Сжимая кулаки, с отвращением глядя на выпячивающий, словно грыжа, живот, рванулся с места, чуть не сбив мать. Схватил кеды. Сдернул с крючка пиджак, оборвав петельку. Издав дикий рык, распахнул и с оглушительным треском захлопнул за собой входную дверь. И, как был в носках, побежал вниз по ступенькам, перепрыгивая через две. Между первым и вторым этажом остановился. Горечь жгла. Сел. Надел кеды. Встал. Стиснул зубы. Спустился вниз. Мокрая пелена застилала глаза. Пнул дверь подъезда. Вышел на улицу.
Сутки мать его не видела. Где находился и что делал, никто так и не узнал.
Грязный, голодный, с не по-детски серьезными глазами сидел Павел возле своей квартиры. Сейчас он был спокоен, и лишь обгрызенные до основания ногти выдавали недавно клокотавшую внутри бурю.
Вскоре появилась Валентина Андреевна.
− Паша, где ты был?
Он не ответил. Молча зашел домой, умылся. Молча съел предложенный ужин. Также молча дорисовал стенгазету и лег спать.
Глава 10. Сестренка
− Корчагин, почему пропустил занятия? – спросил на следующий день тренер в бассейне.
− Так получилось. Больше не повторится, − со стальными нотками в голосе ответил Павел. – Слово даю.
И сдержал. Дважды в день, утром и вечером. Май, июнь − словно оловянный солдатик ходил на тренировки.

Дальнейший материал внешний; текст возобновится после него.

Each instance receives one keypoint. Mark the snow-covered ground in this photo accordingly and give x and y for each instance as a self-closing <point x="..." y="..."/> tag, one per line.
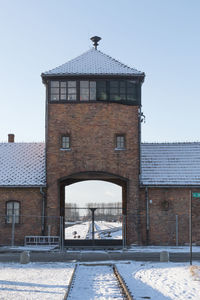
<point x="34" y="280"/>
<point x="109" y="230"/>
<point x="78" y="231"/>
<point x="145" y="280"/>
<point x="95" y="282"/>
<point x="103" y="230"/>
<point x="160" y="281"/>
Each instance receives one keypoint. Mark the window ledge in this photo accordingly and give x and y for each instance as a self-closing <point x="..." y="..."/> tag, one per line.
<point x="63" y="149"/>
<point x="120" y="149"/>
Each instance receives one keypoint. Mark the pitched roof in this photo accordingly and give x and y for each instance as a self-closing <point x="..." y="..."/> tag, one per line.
<point x="22" y="164"/>
<point x="93" y="62"/>
<point x="175" y="164"/>
<point x="170" y="164"/>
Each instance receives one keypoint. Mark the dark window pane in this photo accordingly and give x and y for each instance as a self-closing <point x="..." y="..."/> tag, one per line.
<point x="114" y="83"/>
<point x="130" y="84"/>
<point x="122" y="90"/>
<point x="65" y="142"/>
<point x="71" y="90"/>
<point x="84" y="97"/>
<point x="114" y="90"/>
<point x="84" y="84"/>
<point x="12" y="210"/>
<point x="54" y="91"/>
<point x="63" y="90"/>
<point x="93" y="84"/>
<point x="71" y="97"/>
<point x="54" y="83"/>
<point x="131" y="97"/>
<point x="92" y="90"/>
<point x="120" y="142"/>
<point x="71" y="84"/>
<point x="101" y="90"/>
<point x="54" y="97"/>
<point x="122" y="84"/>
<point x="123" y="97"/>
<point x="114" y="97"/>
<point x="63" y="84"/>
<point x="63" y="97"/>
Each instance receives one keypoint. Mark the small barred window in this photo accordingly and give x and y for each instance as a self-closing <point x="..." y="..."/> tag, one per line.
<point x="65" y="142"/>
<point x="120" y="142"/>
<point x="12" y="212"/>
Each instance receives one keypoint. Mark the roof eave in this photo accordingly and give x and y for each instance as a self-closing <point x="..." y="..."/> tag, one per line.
<point x="142" y="185"/>
<point x="23" y="186"/>
<point x="139" y="77"/>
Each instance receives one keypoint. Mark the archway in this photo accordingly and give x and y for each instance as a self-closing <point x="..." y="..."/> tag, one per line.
<point x="91" y="222"/>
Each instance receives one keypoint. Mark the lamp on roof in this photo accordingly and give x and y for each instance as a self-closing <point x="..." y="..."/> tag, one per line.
<point x="95" y="40"/>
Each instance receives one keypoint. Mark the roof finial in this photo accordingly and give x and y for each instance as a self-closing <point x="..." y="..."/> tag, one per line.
<point x="95" y="40"/>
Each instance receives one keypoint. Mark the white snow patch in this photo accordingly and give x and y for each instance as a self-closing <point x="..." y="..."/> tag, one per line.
<point x="34" y="280"/>
<point x="160" y="281"/>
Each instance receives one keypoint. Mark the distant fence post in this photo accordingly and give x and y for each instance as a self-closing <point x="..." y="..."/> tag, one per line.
<point x="13" y="230"/>
<point x="61" y="235"/>
<point x="124" y="230"/>
<point x="176" y="230"/>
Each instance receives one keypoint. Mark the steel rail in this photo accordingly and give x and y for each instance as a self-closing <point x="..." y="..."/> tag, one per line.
<point x="70" y="283"/>
<point x="122" y="284"/>
<point x="126" y="294"/>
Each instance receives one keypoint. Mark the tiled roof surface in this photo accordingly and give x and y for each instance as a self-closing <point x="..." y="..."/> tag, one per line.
<point x="170" y="164"/>
<point x="93" y="62"/>
<point x="22" y="164"/>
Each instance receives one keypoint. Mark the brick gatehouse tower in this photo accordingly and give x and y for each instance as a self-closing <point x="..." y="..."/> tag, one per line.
<point x="93" y="120"/>
<point x="93" y="114"/>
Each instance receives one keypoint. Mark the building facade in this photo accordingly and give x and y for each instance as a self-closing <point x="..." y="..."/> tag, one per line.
<point x="93" y="132"/>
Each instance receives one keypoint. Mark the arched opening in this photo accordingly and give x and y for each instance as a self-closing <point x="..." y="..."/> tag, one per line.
<point x="93" y="206"/>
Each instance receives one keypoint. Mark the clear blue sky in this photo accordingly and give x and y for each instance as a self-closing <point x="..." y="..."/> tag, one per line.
<point x="161" y="38"/>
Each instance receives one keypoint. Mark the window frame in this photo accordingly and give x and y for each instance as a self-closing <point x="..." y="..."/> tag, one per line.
<point x="107" y="80"/>
<point x="120" y="135"/>
<point x="66" y="136"/>
<point x="10" y="215"/>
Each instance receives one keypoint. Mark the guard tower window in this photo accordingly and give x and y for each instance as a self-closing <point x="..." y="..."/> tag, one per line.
<point x="101" y="90"/>
<point x="95" y="90"/>
<point x="12" y="211"/>
<point x="62" y="90"/>
<point x="120" y="142"/>
<point x="65" y="142"/>
<point x="87" y="90"/>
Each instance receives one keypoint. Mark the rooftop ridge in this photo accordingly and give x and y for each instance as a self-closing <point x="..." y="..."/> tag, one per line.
<point x="93" y="62"/>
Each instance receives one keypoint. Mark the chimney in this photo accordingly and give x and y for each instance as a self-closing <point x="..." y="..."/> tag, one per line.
<point x="11" y="138"/>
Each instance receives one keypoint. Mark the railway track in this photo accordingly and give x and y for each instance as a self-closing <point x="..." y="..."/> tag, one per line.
<point x="97" y="281"/>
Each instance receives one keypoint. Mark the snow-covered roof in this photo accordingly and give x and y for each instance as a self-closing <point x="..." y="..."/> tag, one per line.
<point x="170" y="164"/>
<point x="22" y="164"/>
<point x="176" y="164"/>
<point x="93" y="62"/>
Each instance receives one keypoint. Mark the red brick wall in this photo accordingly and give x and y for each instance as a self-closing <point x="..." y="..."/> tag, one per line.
<point x="92" y="127"/>
<point x="30" y="209"/>
<point x="166" y="204"/>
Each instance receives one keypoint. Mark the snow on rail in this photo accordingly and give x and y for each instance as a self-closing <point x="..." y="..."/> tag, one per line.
<point x="95" y="282"/>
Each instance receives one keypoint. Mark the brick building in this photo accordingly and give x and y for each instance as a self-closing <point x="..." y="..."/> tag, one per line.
<point x="93" y="125"/>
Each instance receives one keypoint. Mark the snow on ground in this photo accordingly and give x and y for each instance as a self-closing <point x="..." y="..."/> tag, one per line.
<point x="109" y="230"/>
<point x="173" y="249"/>
<point x="160" y="281"/>
<point x="34" y="280"/>
<point x="95" y="282"/>
<point x="146" y="280"/>
<point x="103" y="230"/>
<point x="80" y="229"/>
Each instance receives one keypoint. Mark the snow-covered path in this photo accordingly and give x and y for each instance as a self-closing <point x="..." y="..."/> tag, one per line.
<point x="160" y="281"/>
<point x="34" y="281"/>
<point x="95" y="282"/>
<point x="80" y="229"/>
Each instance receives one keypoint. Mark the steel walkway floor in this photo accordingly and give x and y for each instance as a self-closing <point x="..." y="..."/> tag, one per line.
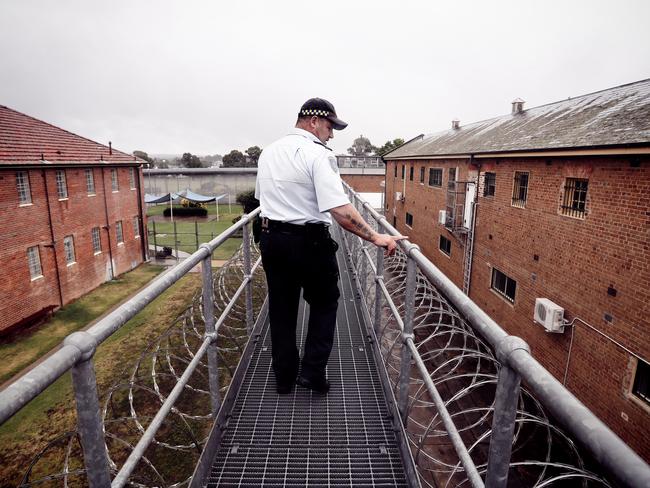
<point x="344" y="438"/>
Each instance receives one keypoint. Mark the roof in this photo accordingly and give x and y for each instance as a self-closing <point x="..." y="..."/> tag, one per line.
<point x="26" y="140"/>
<point x="617" y="116"/>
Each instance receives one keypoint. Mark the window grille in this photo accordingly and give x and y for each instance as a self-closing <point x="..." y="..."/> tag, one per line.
<point x="489" y="184"/>
<point x="97" y="241"/>
<point x="435" y="177"/>
<point x="520" y="189"/>
<point x="445" y="245"/>
<point x="575" y="197"/>
<point x="90" y="181"/>
<point x="68" y="247"/>
<point x="504" y="285"/>
<point x="641" y="387"/>
<point x="61" y="185"/>
<point x="22" y="185"/>
<point x="34" y="262"/>
<point x="115" y="185"/>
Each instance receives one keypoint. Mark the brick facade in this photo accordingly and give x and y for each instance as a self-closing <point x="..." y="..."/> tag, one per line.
<point x="22" y="226"/>
<point x="573" y="261"/>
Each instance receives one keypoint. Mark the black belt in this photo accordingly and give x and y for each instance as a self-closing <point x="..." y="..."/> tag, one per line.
<point x="308" y="228"/>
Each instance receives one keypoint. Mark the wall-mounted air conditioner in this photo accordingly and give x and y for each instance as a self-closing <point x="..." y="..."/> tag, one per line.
<point x="549" y="314"/>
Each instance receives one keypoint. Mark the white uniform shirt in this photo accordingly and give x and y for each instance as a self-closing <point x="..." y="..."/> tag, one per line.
<point x="298" y="180"/>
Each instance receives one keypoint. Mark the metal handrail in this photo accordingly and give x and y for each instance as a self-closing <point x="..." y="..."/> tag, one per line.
<point x="79" y="347"/>
<point x="516" y="363"/>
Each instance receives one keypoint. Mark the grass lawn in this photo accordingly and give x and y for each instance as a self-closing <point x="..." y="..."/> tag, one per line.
<point x="51" y="413"/>
<point x="21" y="349"/>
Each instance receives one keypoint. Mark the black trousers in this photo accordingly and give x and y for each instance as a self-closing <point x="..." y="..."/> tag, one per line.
<point x="294" y="261"/>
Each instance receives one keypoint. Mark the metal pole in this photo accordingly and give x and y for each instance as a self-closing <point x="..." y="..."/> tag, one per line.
<point x="208" y="316"/>
<point x="89" y="420"/>
<point x="247" y="276"/>
<point x="505" y="412"/>
<point x="405" y="369"/>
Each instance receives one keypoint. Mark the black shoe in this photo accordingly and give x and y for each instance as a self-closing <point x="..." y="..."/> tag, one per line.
<point x="319" y="386"/>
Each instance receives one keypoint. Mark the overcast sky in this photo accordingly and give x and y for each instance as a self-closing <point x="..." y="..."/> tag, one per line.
<point x="211" y="76"/>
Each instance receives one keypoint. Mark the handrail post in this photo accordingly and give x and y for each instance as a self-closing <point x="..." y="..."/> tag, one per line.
<point x="247" y="275"/>
<point x="89" y="421"/>
<point x="505" y="413"/>
<point x="208" y="316"/>
<point x="407" y="333"/>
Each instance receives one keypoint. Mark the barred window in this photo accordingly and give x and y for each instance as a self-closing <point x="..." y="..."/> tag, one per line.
<point x="115" y="185"/>
<point x="641" y="386"/>
<point x="119" y="232"/>
<point x="520" y="189"/>
<point x="34" y="262"/>
<point x="575" y="197"/>
<point x="489" y="184"/>
<point x="61" y="185"/>
<point x="445" y="245"/>
<point x="68" y="247"/>
<point x="435" y="177"/>
<point x="504" y="285"/>
<point x="90" y="181"/>
<point x="22" y="185"/>
<point x="97" y="240"/>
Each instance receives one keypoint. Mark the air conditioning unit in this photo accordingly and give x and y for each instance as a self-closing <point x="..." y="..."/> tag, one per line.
<point x="549" y="314"/>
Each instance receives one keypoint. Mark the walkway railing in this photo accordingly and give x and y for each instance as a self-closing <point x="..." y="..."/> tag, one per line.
<point x="424" y="287"/>
<point x="78" y="350"/>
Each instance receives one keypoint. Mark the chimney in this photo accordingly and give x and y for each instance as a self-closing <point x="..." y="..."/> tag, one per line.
<point x="517" y="106"/>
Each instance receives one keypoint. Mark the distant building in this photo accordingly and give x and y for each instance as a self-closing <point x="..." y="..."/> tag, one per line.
<point x="549" y="202"/>
<point x="71" y="217"/>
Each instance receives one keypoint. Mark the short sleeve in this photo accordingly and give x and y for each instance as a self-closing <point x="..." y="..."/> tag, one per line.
<point x="327" y="184"/>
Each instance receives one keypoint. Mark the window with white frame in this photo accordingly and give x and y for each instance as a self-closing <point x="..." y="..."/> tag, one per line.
<point x="503" y="285"/>
<point x="136" y="227"/>
<point x="61" y="184"/>
<point x="22" y="185"/>
<point x="97" y="240"/>
<point x="119" y="232"/>
<point x="132" y="178"/>
<point x="115" y="185"/>
<point x="34" y="262"/>
<point x="68" y="248"/>
<point x="90" y="181"/>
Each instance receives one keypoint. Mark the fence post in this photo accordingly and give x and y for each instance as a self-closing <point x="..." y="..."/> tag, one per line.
<point x="505" y="413"/>
<point x="247" y="276"/>
<point x="89" y="421"/>
<point x="208" y="317"/>
<point x="407" y="333"/>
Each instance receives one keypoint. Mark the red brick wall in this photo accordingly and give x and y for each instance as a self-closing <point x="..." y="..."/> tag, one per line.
<point x="28" y="225"/>
<point x="577" y="260"/>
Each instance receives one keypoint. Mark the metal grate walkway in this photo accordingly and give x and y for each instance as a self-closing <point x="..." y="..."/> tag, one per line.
<point x="344" y="438"/>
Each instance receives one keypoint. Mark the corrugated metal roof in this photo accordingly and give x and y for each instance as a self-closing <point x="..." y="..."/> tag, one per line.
<point x="25" y="140"/>
<point x="613" y="117"/>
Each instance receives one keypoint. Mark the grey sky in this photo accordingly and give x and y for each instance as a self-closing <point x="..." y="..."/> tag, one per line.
<point x="211" y="76"/>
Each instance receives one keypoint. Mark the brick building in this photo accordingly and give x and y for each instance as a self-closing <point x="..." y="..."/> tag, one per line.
<point x="550" y="202"/>
<point x="71" y="217"/>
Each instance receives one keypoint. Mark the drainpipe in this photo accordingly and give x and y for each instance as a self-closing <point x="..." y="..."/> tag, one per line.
<point x="108" y="227"/>
<point x="53" y="245"/>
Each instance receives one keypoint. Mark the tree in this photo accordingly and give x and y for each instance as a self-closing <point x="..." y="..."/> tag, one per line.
<point x="361" y="147"/>
<point x="253" y="153"/>
<point x="389" y="146"/>
<point x="234" y="159"/>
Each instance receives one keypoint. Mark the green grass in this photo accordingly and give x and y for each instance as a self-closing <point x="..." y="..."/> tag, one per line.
<point x="21" y="349"/>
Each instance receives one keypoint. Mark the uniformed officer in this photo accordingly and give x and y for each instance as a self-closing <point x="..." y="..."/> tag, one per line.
<point x="300" y="190"/>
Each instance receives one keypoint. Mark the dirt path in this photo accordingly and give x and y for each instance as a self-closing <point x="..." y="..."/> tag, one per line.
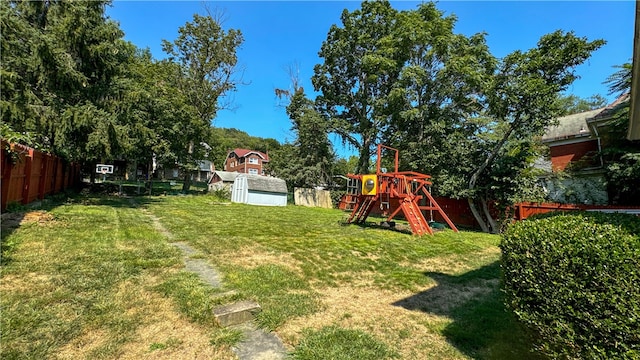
<point x="256" y="344"/>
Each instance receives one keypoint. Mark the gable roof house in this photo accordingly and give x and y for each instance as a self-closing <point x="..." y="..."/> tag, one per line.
<point x="222" y="180"/>
<point x="246" y="161"/>
<point x="575" y="146"/>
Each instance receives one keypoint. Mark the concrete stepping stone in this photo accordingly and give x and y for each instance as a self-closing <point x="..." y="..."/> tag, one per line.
<point x="258" y="344"/>
<point x="236" y="313"/>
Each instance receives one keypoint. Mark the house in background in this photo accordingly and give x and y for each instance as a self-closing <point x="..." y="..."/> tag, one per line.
<point x="246" y="161"/>
<point x="222" y="180"/>
<point x="575" y="150"/>
<point x="202" y="173"/>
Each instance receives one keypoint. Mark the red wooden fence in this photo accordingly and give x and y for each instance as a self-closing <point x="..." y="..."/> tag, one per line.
<point x="33" y="174"/>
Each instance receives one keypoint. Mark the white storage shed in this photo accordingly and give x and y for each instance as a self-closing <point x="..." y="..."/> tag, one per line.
<point x="259" y="190"/>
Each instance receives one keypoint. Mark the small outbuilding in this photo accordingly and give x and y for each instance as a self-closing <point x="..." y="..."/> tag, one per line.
<point x="259" y="190"/>
<point x="222" y="180"/>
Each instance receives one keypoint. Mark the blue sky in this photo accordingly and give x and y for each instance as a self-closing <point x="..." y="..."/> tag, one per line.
<point x="278" y="34"/>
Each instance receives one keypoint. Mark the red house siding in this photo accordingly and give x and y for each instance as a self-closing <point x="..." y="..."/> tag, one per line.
<point x="562" y="155"/>
<point x="235" y="163"/>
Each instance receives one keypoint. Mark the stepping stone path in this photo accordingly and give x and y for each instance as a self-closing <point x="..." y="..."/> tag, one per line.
<point x="256" y="344"/>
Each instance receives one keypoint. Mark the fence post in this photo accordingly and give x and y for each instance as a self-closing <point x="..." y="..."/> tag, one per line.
<point x="6" y="176"/>
<point x="27" y="176"/>
<point x="44" y="172"/>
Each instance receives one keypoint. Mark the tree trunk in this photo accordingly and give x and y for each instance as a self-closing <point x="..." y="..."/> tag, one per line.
<point x="186" y="185"/>
<point x="365" y="156"/>
<point x="492" y="222"/>
<point x="476" y="175"/>
<point x="477" y="216"/>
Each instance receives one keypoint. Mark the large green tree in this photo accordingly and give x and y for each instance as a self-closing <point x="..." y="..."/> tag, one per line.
<point x="62" y="62"/>
<point x="438" y="89"/>
<point x="206" y="54"/>
<point x="520" y="100"/>
<point x="309" y="160"/>
<point x="361" y="64"/>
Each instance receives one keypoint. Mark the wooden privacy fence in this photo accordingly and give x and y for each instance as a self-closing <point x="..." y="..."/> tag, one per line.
<point x="28" y="174"/>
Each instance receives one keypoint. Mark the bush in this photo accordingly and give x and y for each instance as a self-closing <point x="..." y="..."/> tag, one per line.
<point x="574" y="280"/>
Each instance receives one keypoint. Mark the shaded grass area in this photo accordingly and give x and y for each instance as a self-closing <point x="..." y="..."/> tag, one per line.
<point x="285" y="257"/>
<point x="90" y="282"/>
<point x="341" y="344"/>
<point x="80" y="284"/>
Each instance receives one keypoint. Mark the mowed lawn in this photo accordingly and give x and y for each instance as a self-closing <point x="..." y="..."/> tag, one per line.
<point x="97" y="277"/>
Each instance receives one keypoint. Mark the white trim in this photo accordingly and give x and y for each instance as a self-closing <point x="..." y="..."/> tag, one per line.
<point x="573" y="140"/>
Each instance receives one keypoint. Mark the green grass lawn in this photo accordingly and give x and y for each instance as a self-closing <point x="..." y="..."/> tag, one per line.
<point x="93" y="278"/>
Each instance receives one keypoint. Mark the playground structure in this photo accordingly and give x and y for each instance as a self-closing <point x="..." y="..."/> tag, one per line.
<point x="393" y="192"/>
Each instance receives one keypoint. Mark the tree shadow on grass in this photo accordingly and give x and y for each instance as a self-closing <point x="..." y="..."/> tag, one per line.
<point x="482" y="328"/>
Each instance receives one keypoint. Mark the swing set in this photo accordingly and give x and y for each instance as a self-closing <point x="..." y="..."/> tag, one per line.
<point x="394" y="192"/>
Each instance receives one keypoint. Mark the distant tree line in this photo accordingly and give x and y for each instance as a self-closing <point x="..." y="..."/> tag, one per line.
<point x="72" y="85"/>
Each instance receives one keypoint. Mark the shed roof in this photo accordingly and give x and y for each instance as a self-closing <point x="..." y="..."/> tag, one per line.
<point x="570" y="126"/>
<point x="225" y="176"/>
<point x="265" y="183"/>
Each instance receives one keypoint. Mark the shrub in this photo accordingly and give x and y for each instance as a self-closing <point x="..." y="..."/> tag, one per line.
<point x="574" y="280"/>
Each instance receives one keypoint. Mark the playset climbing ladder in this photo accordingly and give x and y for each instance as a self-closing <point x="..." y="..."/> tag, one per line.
<point x="394" y="192"/>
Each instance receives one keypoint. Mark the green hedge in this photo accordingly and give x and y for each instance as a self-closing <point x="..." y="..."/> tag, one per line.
<point x="574" y="280"/>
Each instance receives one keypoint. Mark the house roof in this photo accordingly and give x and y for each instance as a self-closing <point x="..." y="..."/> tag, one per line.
<point x="577" y="125"/>
<point x="265" y="183"/>
<point x="247" y="152"/>
<point x="612" y="108"/>
<point x="204" y="165"/>
<point x="570" y="126"/>
<point x="225" y="176"/>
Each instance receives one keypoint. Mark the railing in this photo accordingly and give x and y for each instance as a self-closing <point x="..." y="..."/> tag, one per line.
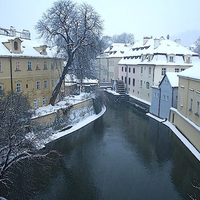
<point x="25" y="34"/>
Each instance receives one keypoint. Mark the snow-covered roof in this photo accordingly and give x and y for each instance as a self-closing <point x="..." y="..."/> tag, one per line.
<point x="27" y="48"/>
<point x="117" y="50"/>
<point x="173" y="78"/>
<point x="192" y="72"/>
<point x="157" y="49"/>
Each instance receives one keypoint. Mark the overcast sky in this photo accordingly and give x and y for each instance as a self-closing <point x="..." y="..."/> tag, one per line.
<point x="139" y="17"/>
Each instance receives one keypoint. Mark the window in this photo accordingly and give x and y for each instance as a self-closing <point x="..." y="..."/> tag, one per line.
<point x="187" y="59"/>
<point x="52" y="65"/>
<point x="198" y="103"/>
<point x="37" y="65"/>
<point x="36" y="103"/>
<point x="147" y="85"/>
<point x="164" y="97"/>
<point x="45" y="84"/>
<point x="45" y="65"/>
<point x="141" y="70"/>
<point x="149" y="71"/>
<point x="29" y="66"/>
<point x="191" y="97"/>
<point x="182" y="95"/>
<point x="15" y="45"/>
<point x="38" y="85"/>
<point x="44" y="101"/>
<point x="171" y="58"/>
<point x="197" y="110"/>
<point x="176" y="69"/>
<point x="18" y="87"/>
<point x="149" y="58"/>
<point x="163" y="71"/>
<point x="52" y="83"/>
<point x="17" y="65"/>
<point x="133" y="82"/>
<point x="1" y="90"/>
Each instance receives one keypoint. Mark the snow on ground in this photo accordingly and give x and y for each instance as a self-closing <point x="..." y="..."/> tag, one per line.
<point x="69" y="100"/>
<point x="77" y="126"/>
<point x="58" y="134"/>
<point x="78" y="119"/>
<point x="192" y="149"/>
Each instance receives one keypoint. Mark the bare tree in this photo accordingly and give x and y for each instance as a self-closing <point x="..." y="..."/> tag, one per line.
<point x="124" y="38"/>
<point x="70" y="27"/>
<point x="15" y="123"/>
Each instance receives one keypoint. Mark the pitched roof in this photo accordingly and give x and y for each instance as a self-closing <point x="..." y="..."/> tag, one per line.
<point x="158" y="48"/>
<point x="173" y="78"/>
<point x="27" y="48"/>
<point x="192" y="72"/>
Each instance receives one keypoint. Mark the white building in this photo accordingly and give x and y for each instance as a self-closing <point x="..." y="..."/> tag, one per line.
<point x="148" y="61"/>
<point x="108" y="61"/>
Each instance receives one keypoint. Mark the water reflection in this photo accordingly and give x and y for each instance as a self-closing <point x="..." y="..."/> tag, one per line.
<point x="123" y="155"/>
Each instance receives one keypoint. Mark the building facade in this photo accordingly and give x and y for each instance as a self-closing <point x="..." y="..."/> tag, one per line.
<point x="107" y="63"/>
<point x="165" y="96"/>
<point x="148" y="61"/>
<point x="27" y="67"/>
<point x="187" y="115"/>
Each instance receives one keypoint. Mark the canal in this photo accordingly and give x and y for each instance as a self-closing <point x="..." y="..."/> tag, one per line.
<point x="124" y="155"/>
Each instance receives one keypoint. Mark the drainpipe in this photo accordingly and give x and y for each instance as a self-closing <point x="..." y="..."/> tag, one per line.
<point x="159" y="100"/>
<point x="11" y="77"/>
<point x="126" y="66"/>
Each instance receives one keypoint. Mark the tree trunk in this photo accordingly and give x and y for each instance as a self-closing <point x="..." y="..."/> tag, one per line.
<point x="62" y="77"/>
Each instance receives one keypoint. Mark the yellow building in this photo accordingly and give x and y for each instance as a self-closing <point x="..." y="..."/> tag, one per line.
<point x="28" y="67"/>
<point x="108" y="61"/>
<point x="187" y="115"/>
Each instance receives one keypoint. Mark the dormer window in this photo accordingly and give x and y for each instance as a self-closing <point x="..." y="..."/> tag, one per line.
<point x="171" y="59"/>
<point x="15" y="45"/>
<point x="187" y="59"/>
<point x="149" y="57"/>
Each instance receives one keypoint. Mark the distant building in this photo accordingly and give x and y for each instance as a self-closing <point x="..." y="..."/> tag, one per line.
<point x="107" y="63"/>
<point x="165" y="96"/>
<point x="148" y="61"/>
<point x="28" y="67"/>
<point x="187" y="115"/>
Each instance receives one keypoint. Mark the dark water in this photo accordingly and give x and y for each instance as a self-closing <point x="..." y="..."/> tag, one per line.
<point x="123" y="155"/>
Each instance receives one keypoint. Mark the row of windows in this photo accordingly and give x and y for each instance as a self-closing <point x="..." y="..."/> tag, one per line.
<point x="129" y="70"/>
<point x="170" y="58"/>
<point x="37" y="101"/>
<point x="30" y="66"/>
<point x="194" y="100"/>
<point x="163" y="71"/>
<point x="133" y="82"/>
<point x="38" y="86"/>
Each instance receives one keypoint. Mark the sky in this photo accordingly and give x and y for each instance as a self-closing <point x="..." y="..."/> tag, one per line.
<point x="140" y="17"/>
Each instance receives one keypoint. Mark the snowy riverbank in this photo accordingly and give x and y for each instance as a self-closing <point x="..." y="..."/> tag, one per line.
<point x="192" y="149"/>
<point x="76" y="126"/>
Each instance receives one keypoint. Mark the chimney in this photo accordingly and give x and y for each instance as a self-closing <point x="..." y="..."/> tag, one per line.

Начались летние каникулы. Паша почти весь день проводил на улице с мальчишками из соседних домов. Палки-банки, ножички, нагонялы. Часто заглядывал на спортивную площадку школьного двора: подтягивался на турнике, качал пресс. Домой забегал только пообедать, поужинать. Отчима видеть не хотел. С матерью разговаривал мало.
«Спасибо», «пожалуйста», «пока», «я гулять» − короткие фразы, будто аптечные порошки, выдавались Валентине Андреевне.
«Перебесится», − успокаивала себя женщина.
Паша подрос, загорел, окреп.
Середина июля принесла жару, грозы и плачущего младенца − сестру Галю. Крохотный сверток с розовой ленточкой оставил Павла равнодушным.
У Валентины Андреевны молока, по-видимому, не хватало, и дочка постоянно и натужно плакала. Женщина поила ее водичкой, выдерживая три часа между кормлениями, но девочка успокаивалась минут на пятнадцать, а потом снова капризничала.
− Сколько можно слушать этот писк? – злился отчим, когда находился дома, и нецензурно выражался.